There was one exception. Lenny Bruise Light Bringer was alright. Dirk did his old trick of poking a cigar into the Light Bringer’s flame, only this time, he poked three cigars. He kept one himself, gave one to me, and the third to Lenny Bruise. They were funny smelling cigars. We all got to laughing after a while and my brother and Lenny started exchanging the foulest insults imaginable. I don’t think the MOIST officials appreciated Lenny Bruise’s methods, though one woman leaned in a bit where she could inhale the funny smelling smoke, and I think she started getting into it.
“I really gotta cast you out you…” I’ll spare you what Lenny called my brother.

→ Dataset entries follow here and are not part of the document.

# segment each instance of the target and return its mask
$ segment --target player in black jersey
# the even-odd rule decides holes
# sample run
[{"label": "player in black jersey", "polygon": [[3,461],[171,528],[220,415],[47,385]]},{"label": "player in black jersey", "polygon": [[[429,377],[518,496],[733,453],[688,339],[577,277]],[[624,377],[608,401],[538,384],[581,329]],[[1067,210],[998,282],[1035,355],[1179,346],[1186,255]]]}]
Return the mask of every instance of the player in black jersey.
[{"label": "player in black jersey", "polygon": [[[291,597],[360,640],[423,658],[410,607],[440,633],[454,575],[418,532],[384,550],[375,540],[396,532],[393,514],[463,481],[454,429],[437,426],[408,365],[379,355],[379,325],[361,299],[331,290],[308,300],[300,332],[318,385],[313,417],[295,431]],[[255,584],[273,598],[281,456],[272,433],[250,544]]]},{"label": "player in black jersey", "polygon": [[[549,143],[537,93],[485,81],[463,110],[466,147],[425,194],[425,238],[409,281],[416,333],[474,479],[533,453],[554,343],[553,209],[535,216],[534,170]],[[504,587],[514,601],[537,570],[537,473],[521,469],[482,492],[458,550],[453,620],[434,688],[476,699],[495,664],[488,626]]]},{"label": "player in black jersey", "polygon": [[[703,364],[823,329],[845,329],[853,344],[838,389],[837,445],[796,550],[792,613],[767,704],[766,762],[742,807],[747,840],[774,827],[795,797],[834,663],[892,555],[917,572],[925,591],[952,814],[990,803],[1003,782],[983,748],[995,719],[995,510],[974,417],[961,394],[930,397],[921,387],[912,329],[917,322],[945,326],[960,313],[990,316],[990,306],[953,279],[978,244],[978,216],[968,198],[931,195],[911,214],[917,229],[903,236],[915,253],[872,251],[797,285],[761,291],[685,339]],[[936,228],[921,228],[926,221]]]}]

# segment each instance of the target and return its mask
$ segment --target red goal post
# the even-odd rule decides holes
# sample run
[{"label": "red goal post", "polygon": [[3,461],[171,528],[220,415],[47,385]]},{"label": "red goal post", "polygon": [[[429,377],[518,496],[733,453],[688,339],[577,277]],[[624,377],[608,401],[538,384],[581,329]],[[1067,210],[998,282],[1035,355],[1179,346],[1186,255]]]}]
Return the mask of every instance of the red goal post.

“I could use a pizza anyway,” said Dirk.
None of us knew what a pizza was, but Lenny said, “Then go get one you dumb-f__k.”
There must have been power in that incantation, because my brother disappeared.
Lenny and I got together to smoke cigars a few times before he died. It was never the same. Dirk was missing – along with those strange cigars of his. Just the same, Lenny was one of the few of the millions I’ve seen die that I actually mourned.
It was just like Dirk to shake things up. Just when I got used to this into-oblivion-then-back routine, everything changed. I don’t know if I could say that I knew it was coming. I’ve always been cautious about saying I knew something ahead of time, but I could smell something in the air which was getting to be a challenge on a world with so many sheep.
It started on a day I went to get cigars and met the minions of the last Light Bringer, Lustavious Brachenhun.
I never liked that guy.
There! That's the end of Chapter One, so naturally the next installment will be Chapter 1.
What? Should 1 go before One?
As I mentioned in a previous post, this story is a satire. Any similarity between characters in this story and actual persons living or dead may or may not be intentional based on two factors
1) If it makes it funnier, then yes.
2) If it makes me get sued, then no.
Unfortunately, no one on Planet Two knew the secret password.